Korean peninsula tensions
North Korea's Russian made Scud-B ballistic missile and South Korea's US made Hawk surface-to-air missiles (Reuters)

North Korea has reportedly moved two Scud missile launchers to its coastal region, adding to the medium-range missiles already in attack position.

A senior military official told the Seoul-based Yonhap news agency that the deployment is bound to raise tensions further in the Korean Peninsula.

Earlier reports said Pyongyang had already deployed several Scud and short-range missiles targeting South Korea and Japan. This is in addition to the two medium-range Musudan missiles allegedly targeting US bases in the region.

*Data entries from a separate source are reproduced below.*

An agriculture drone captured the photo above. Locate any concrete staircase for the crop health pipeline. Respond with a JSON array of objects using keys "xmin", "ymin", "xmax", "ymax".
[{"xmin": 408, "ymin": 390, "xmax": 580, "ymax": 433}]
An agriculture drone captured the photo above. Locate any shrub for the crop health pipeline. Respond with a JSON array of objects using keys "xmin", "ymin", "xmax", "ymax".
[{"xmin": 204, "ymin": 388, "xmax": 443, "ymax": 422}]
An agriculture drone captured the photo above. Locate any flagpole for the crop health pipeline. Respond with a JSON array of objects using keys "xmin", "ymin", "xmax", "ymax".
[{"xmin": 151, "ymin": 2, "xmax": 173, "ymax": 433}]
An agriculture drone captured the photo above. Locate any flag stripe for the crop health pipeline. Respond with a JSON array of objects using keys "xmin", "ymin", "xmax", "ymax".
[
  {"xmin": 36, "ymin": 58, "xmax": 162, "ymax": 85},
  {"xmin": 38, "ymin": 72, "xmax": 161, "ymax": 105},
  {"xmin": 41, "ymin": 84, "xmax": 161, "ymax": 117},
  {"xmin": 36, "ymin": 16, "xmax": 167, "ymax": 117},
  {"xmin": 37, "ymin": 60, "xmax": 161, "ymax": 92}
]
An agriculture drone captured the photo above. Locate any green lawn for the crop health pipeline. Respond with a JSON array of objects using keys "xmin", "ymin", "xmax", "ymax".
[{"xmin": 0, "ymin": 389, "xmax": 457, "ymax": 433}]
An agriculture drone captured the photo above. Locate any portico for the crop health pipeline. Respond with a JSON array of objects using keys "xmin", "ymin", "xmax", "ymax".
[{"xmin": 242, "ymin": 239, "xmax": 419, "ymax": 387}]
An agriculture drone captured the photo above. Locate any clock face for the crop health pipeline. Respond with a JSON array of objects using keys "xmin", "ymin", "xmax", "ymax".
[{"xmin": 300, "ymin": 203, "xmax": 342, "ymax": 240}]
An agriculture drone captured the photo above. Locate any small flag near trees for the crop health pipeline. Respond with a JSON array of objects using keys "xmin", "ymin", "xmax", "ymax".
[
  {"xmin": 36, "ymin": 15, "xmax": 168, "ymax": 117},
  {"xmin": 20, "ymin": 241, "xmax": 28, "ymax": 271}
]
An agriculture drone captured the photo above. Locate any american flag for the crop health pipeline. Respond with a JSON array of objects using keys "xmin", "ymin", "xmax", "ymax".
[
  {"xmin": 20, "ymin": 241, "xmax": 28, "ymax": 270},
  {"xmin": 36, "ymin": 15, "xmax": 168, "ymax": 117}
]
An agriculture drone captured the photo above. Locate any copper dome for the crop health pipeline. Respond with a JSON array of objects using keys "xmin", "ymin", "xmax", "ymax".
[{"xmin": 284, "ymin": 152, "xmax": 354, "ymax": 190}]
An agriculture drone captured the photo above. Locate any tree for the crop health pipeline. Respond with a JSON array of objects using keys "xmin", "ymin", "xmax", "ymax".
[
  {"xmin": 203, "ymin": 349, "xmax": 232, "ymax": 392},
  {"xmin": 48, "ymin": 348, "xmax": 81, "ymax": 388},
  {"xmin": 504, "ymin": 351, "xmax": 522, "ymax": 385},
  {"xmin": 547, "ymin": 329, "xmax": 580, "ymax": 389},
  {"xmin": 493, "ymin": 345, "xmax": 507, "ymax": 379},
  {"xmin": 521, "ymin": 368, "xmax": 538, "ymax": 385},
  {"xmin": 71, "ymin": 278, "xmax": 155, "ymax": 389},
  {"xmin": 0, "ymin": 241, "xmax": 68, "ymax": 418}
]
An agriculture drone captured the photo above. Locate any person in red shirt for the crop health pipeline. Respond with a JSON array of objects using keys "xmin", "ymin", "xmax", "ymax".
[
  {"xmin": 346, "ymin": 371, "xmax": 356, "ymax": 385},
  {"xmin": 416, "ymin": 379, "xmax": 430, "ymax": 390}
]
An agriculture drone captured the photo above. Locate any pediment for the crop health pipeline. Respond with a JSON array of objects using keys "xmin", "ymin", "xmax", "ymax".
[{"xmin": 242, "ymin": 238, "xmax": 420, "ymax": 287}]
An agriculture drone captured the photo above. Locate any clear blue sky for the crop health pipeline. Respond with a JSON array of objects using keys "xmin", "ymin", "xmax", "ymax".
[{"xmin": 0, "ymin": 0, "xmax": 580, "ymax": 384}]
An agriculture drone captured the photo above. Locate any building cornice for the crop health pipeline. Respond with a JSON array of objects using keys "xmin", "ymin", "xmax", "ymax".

"The military is closely watching the North's latest preparations for a missile launch," said the Seoul source, who spoke on condition of anonymity.

The source cited recent satellite images taken over North Korea showing that transporter-erector-launchers (TEL) have been deployed in South Hamgyeong province. Scud missiles have a strike range of 300km-500km.

Experts in Seoul suspect Pyongyang may be preparing for a missile launch or a huge military parade to commemorate the anniversary of the formation of the Korean People's Army on 25 April.

North Korea had been expected to the flex its muscles earlier to mark its founder's birth anniversary on 15 April, but the country stuck to cultural events alone.

Defence ministry officials say Seoul's forces continue to remain on high alert as the North Korean leader Kim Jong-un's latest order has not been cancelled. Kim placed strategic rockets and artillery units on the highest level of combat readiness on 26 March.

Chief of National Security in Seoul, Kim Jang-soo, told policymakers that although Pyongyang may not start a war, it may launch provocative attacks at any time.

Amid spiralling tensions on the Korean Peninsula, civil society leaders in Seoul have urged both Koreas to show restraint to avert an all-out war.

"The Korean Peninsula now stands at a crossroads. The two Koreas should choose between a simultaneous collapse through war and coexistence through peace. Backed by the United States and China, Seoul and Pyongyang should sign a peace treaty," said a group of leaders, who are equally critical of Seoul's role in the present standoff.